Dave Pelz, a former NASA physicist and golf short-game coach, envisioned the lob wedge in the 1980s as an answer to modern greens, which are designed to be more difficult to approach to add extra challenge to the game. These greens are typically elevated above the fairway, are less level and more undulating than traditional greens, and are surrounded on some or all sides by hazards. These greens require an approach shot that drops the ball very precisely onto the green near the pin, and then "sticks" with little or no roll to prevent the ball following an uneven grade or overshooting the pin into a hazard. He proposed a new club with low to mid bounce and a loft angle of 60° to accomplish such a shot. Pro player Tom Kite was among the first players to use such a club, encouraging other professionals and amateurs to follow his lead. In 1984, Karsten Manufacturing introduced the first mass-produced "L" wedge, as part of PING's widely successful Eye and Eye-2 iron sets, cementing the wedge's name as the "lob" wedge.

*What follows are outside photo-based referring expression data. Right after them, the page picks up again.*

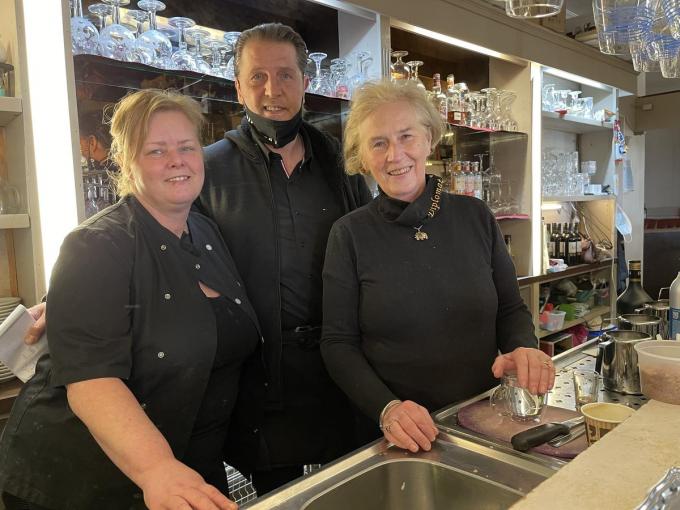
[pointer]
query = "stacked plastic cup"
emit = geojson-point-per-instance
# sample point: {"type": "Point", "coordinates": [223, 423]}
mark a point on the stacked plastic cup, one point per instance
{"type": "Point", "coordinates": [671, 9]}
{"type": "Point", "coordinates": [669, 56]}
{"type": "Point", "coordinates": [614, 19]}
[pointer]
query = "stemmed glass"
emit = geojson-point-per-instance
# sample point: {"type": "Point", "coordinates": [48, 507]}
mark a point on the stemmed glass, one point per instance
{"type": "Point", "coordinates": [84, 35]}
{"type": "Point", "coordinates": [218, 49]}
{"type": "Point", "coordinates": [182, 60]}
{"type": "Point", "coordinates": [116, 41]}
{"type": "Point", "coordinates": [153, 42]}
{"type": "Point", "coordinates": [319, 84]}
{"type": "Point", "coordinates": [363, 61]}
{"type": "Point", "coordinates": [414, 65]}
{"type": "Point", "coordinates": [101, 11]}
{"type": "Point", "coordinates": [199, 36]}
{"type": "Point", "coordinates": [139, 18]}
{"type": "Point", "coordinates": [398, 69]}
{"type": "Point", "coordinates": [339, 79]}
{"type": "Point", "coordinates": [231, 38]}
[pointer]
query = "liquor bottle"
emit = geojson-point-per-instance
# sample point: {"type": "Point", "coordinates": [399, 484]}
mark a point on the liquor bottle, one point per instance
{"type": "Point", "coordinates": [438, 97]}
{"type": "Point", "coordinates": [634, 296]}
{"type": "Point", "coordinates": [674, 298]}
{"type": "Point", "coordinates": [579, 244]}
{"type": "Point", "coordinates": [555, 238]}
{"type": "Point", "coordinates": [453, 103]}
{"type": "Point", "coordinates": [476, 180]}
{"type": "Point", "coordinates": [571, 239]}
{"type": "Point", "coordinates": [458, 178]}
{"type": "Point", "coordinates": [565, 242]}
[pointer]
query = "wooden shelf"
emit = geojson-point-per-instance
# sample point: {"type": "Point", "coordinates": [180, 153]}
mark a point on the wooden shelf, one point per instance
{"type": "Point", "coordinates": [10, 108]}
{"type": "Point", "coordinates": [595, 312]}
{"type": "Point", "coordinates": [512, 217]}
{"type": "Point", "coordinates": [14, 221]}
{"type": "Point", "coordinates": [572, 271]}
{"type": "Point", "coordinates": [579, 198]}
{"type": "Point", "coordinates": [573, 123]}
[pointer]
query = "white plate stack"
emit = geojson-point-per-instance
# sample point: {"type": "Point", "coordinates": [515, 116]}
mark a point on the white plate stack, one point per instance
{"type": "Point", "coordinates": [7, 304]}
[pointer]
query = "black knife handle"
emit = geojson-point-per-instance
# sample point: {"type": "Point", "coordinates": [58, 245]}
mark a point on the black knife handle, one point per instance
{"type": "Point", "coordinates": [534, 436]}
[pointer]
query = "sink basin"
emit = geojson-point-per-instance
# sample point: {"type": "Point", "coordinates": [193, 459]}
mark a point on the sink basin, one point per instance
{"type": "Point", "coordinates": [458, 472]}
{"type": "Point", "coordinates": [413, 483]}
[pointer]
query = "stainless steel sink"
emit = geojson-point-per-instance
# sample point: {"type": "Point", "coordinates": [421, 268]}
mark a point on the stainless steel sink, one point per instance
{"type": "Point", "coordinates": [413, 483]}
{"type": "Point", "coordinates": [457, 473]}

The lob wedge can be used for any shot requiring a short carry distance (typically 10–50 yards), and/or a very high launch angle, which also results in high backspin and thus little rolling distance after impact. Such shots include tight approaches to the green, shots from close to a tree or other tall obstruction, shots to gain a more favorable lie on the fairway, and certain bunker shots. The high launch angle and thus long carry time can be an impediment in high winds, but skilled golfers can use the long "hang time" of a lob wedge shot to take advantage of a favorable wind. The wedge typically has low to moderate bounce (0–4°) for fairway and other firm lies, but because of its high loft even 2–3° of bounce will counterbalance the downward force of the wedge's striking face, making a club with this configuration useful in sand as well. Players will often use a lob wedge to play from a sand trap adjacent to the green, instead of "opening" a sand wedge (a more difficult shot to make accurately). It can be used with a full swing from the fairway or rough to carry about 40–60 yards, but it's more commonly used with a chip shot from very close to the green, to carry 10–40 yards and "drop" the ball into an exact spot on the green.